In the overall cohort, 31.8% of TTEs resulted in an active change in care, 46.9% led to continuation of current care, and 21.3% led to no change (Figure 2). Of the TTEs that led to continuation of current care, 43.0% included documented communication to the patient or physician about the results of the TTE. In an exploratory analysis of the relative impact of active change, only 18.9% of all TTEs were classified as 5 (very useful) or 4 (useful) and 6.0% were classified as 2 (not useful) or 1 (misused) in affecting patient care (Supplement [eTable]). Factors associated with no change compared with active change included older patients (P = .003) and an inpatient study setting (P < .001) (Table 2). Cardiology as the ordering specialty was associated with a lower proportion of studies resulting in no change in care (12.6%) compared with pulmonary/critical care and surgery (39.0% [P < .001] and 31.5% [P = .004], respectively). We detected no statistically significant difference between appropriate and inappropriate TTEs that led to active change in care (32.2% vs 21.7% [P = .29]) (Figure 2). The most common active changes were further diagnostic testing (29.4%) or subspecialty consultation (25.9%) (Table 4). In patients with a prior TTE (n = 226), 37.2% resulted in an active change in care, 40.7% resulted in continuation of care, and 22.1% resulted in no change. Similarly, in first-time TTEs (n = 309), 27.8% resulted in an active change in care, 51.5% resulted in continuation of care, and 20.7% resulted in no change. Among appropriate TTEs, we found no difference in active change resulting among TTEs rated 7, 8, or 9 by AUC (active change in 40.0%, 32.0%, and 32.0% [P = .79 for trend]).
Although most TTEs (91.8%) were appropriate by AUC, less than one-third of TTEs performed at a US academic medical center led to an active change in clinical care, nearly half resulted in continuation of current care, and approximately one-fifth resulted in no change in care. The proportion of TTEs resulting in active change (31.8%) was markedly lower than the proportion of appropriate TTEs based on AUC (91.8%) and did not correlate with AUC classification. Similarly, the proportion of TTEs resulting in no change in care (21.3%) was markedly higher than the proportion of TTEs classified as inappropriate by AUC (4.3%), suggesting important limitations for AUC in optimizing the use of TTEs.
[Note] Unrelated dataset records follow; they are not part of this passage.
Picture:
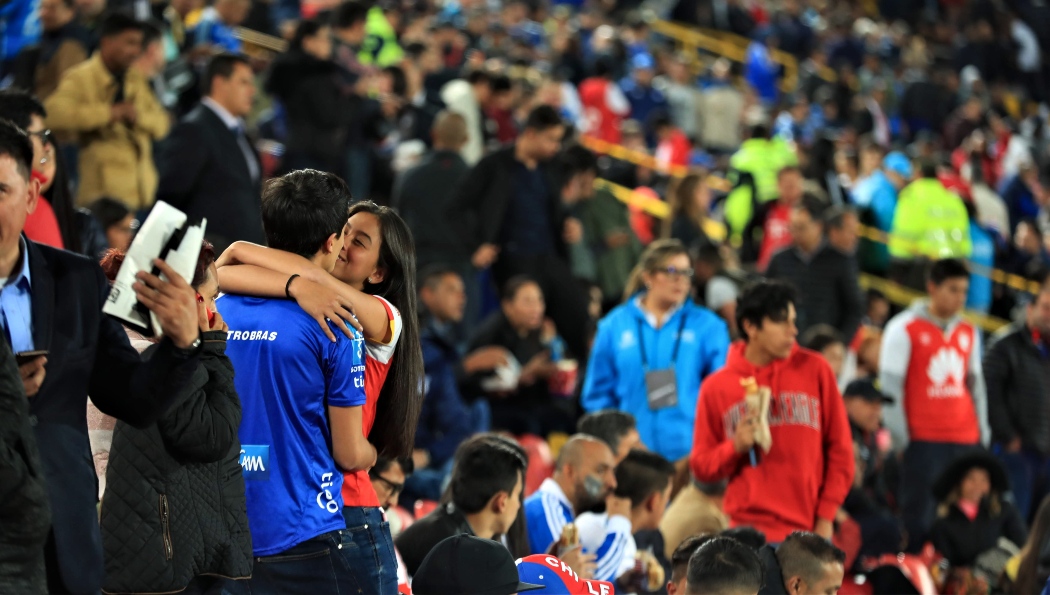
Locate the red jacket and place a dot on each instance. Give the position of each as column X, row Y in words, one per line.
column 809, row 470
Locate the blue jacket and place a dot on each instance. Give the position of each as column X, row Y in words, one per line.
column 616, row 377
column 444, row 421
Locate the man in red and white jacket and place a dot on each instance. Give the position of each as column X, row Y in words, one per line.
column 930, row 364
column 803, row 479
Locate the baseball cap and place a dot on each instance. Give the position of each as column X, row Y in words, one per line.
column 867, row 389
column 898, row 163
column 557, row 578
column 465, row 564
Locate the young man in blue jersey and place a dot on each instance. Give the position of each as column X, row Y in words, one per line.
column 301, row 397
column 583, row 479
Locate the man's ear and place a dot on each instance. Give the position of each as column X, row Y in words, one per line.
column 34, row 197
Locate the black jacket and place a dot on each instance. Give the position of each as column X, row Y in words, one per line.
column 317, row 107
column 204, row 173
column 483, row 197
column 89, row 355
column 24, row 514
column 423, row 195
column 961, row 540
column 1017, row 376
column 174, row 503
column 417, row 540
column 827, row 288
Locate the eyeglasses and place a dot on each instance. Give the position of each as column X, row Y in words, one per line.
column 675, row 273
column 393, row 487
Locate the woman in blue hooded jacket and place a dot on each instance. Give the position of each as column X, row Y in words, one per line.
column 652, row 352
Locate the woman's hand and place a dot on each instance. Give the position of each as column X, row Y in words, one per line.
column 324, row 303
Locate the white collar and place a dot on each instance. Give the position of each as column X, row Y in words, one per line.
column 227, row 118
column 549, row 486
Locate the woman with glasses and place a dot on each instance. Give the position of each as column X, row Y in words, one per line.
column 652, row 352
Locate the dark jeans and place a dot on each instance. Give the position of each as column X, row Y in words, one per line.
column 566, row 301
column 1029, row 479
column 372, row 559
column 922, row 464
column 322, row 565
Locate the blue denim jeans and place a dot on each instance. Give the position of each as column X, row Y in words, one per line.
column 372, row 559
column 321, row 565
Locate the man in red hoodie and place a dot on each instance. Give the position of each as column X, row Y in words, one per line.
column 800, row 482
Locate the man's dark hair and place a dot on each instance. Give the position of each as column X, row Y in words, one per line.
column 222, row 65
column 301, row 209
column 543, row 118
column 725, row 566
column 116, row 22
column 804, row 554
column 764, row 299
column 610, row 426
column 641, row 474
column 19, row 107
column 108, row 211
column 432, row 275
column 941, row 271
column 349, row 14
column 747, row 535
column 483, row 469
column 819, row 337
column 679, row 559
column 814, row 207
column 15, row 143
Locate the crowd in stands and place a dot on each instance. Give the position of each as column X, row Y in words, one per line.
column 727, row 296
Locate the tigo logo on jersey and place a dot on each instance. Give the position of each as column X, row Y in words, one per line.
column 255, row 461
column 946, row 372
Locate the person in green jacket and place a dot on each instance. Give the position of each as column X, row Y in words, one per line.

The AUC were developed in part to create more uniform TTE practice patterns. Our AUC grades of 91.8% appropriate, 4.3% inappropriate, and 3.9% uncertain are similar to those reported from other institutions and in a variety of clinical settings. In a US study of 384 inpatient and outpatient TTEs at a tertiary care academic medical center in New York, 92% were appropriate, 2% were inappropriate, 0.5% were uncertain, and 5.5% could not be classified8; in an Italian study of 931 inpatient TTE referrals, 80% were appropriate,15% were inappropriate, and 5% were uncertain.10 In a US study of 1080 inpatient TTEs in a regional community hospital, 97% were appropriate, 2% were inappropriate, and less than 1% were uncertain.7 In the largest study to date, performed in 1820 inpatients and outpatients from a single US Midwest academic center, 82% of TTEs were appropriate, 12% were inappropriate, 5% were uncertain, and 0.4% were unclassifiable.9
If AUC had an effect on physician decision making, the rates of appropriate TTEs should increase and those of inappropriate TTEs should decrease after the publication of AUC. To the contrary, data from a major US academic medical center demonstrated no change in the proportion of TTEs classified as appropriate before AUC publication in 2000 and after AUC publication in 2007 (87% vs 85% [P = .58]).12 During this same time period, however, TTE volume increased by 85%.12 Similarly, inappropriate AUCs should be associated with a lower prevalence of an active change in care and a higher prevalence of no change than appropriate TTEs; however in our study, we found no difference in the prevalence of an active change or no change in care for appropriate vs inappropriate TTEs (Figure 2). These data suggest that AUC for TTE have not fulfilled one of its anticipated results, to have “a significant impact on physician decision-making,”5(p188) and they did not curb the growth of TTE use since publication.12
The intrinsic physical risks of TTE are negligible, and any incremental information can be seen as a benefit; therefore, the bar for accepting a TTE as appropriate would be very low unless clinical impact is also considered. Acknowledging this, the AUC working group stated that the definition of an imaging test’s appropriateness must include an explicit understanding of how the test results might lead to care that could improve the patient’s chances for survival or improved health status.11 However, no large studies of the association between AUC and clinical impact of TTEs in the United States have been performed, and no standard definition within the imaging community exists for assessing clinical impact. The single published report,13 based on a small cohort (n = 170) of only outpatient TTEs, showed an overall rate of clinical impact qualitatively similar to our study (39%). Also, when appropriate vs inappropriate TTEs were compared, no statistically significant difference in active change in management was found, similar to our observations. The sole large study10 (n = 917) to address this question was performed in Italy and had quite different results. Clinical impact was similarly defined as a change in diagnostic management, therapeutic decision, or follow-up planning owing to the TTE result. In that study,10 overall clinical impact (76%) was significantly higher than in the previously reported American study or our study, suggesting that potential differences between US and Italian health care practice patterns, rates of referral to TTE, and reimbursement may lead to differences in TTE use and impact of that use. In the Italian study, appropriate or uncertain TTEs were significantly more likely to result in changes in clinical care compared with inappropriate TTEs (87% vs 14% [P < .001]).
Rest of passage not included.